The present results first reveal that all posterior cortical activations related to the execution of prelearned behavioral sequences were confined to the inferior parietal cortex, confirming the prominent role of this region in processing behavioral sequences. Additionally, all these activations appear independent of the nature of processed stimuli (squares vs letters in the motor and task condition, respectively), because all reported regions exhibited phasic activations in both the motor and task conditions. Similarly, increased phasic activations at sequence boundaries are unlikely to reflect selective processing of the perceptual content of start and stop cues (colors). Indeed, regions showing such activations also exhibited increased activations in sequential increment compared with baseline trials or did not respond to specific sequence boundary trials (task sequence boundaries in the right IPL and exogenous termination in the SMG/TPJ region). Thus, the data provide evidence that the reported inferior parietal activations are unrelated to the processing of the perceptual content of behavioral sequences.
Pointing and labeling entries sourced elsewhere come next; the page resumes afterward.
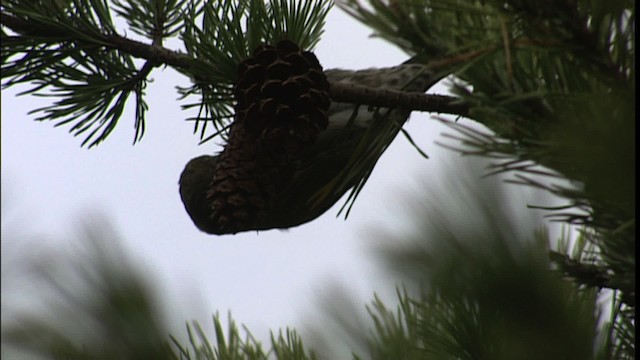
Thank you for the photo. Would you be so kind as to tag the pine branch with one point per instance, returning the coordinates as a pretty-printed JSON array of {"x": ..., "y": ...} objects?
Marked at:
[
  {"x": 338, "y": 92},
  {"x": 592, "y": 275}
]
The results especially reveal a single bilateral region located in the posterior IPS exhibiting sustained activations during the execution of both motor and task sequences. We did not find any other regions in the posterior cerebral cortex, and we did not previously identify any frontal regions showing the same activation pattern (Koechlin and Jubault, 2006). In the left IPS, the region also exhibited the same pattern of phasic responses during the execution of both motor and task sequences with especially increased activations at sequence boundaries. Such a joint pattern of sustained and phasic activations is expected in a region processing the abstract serial structure of action sequences (see Materials and Methods, Predictions), regardless of their hierarchical organization and sensorimotor content. According to this interpretation, sustained activations correspond to the maintenance of the serial structure and possibly the current position within this serial structure that guide sequential progression along behavioral sequences. Consistently, increased phasic activations at sequence boundaries simply reflect activation and inhibition of the entire sequence representation, whereas phasic activations associated with sequential increments correspond to updating the current position within such a representation.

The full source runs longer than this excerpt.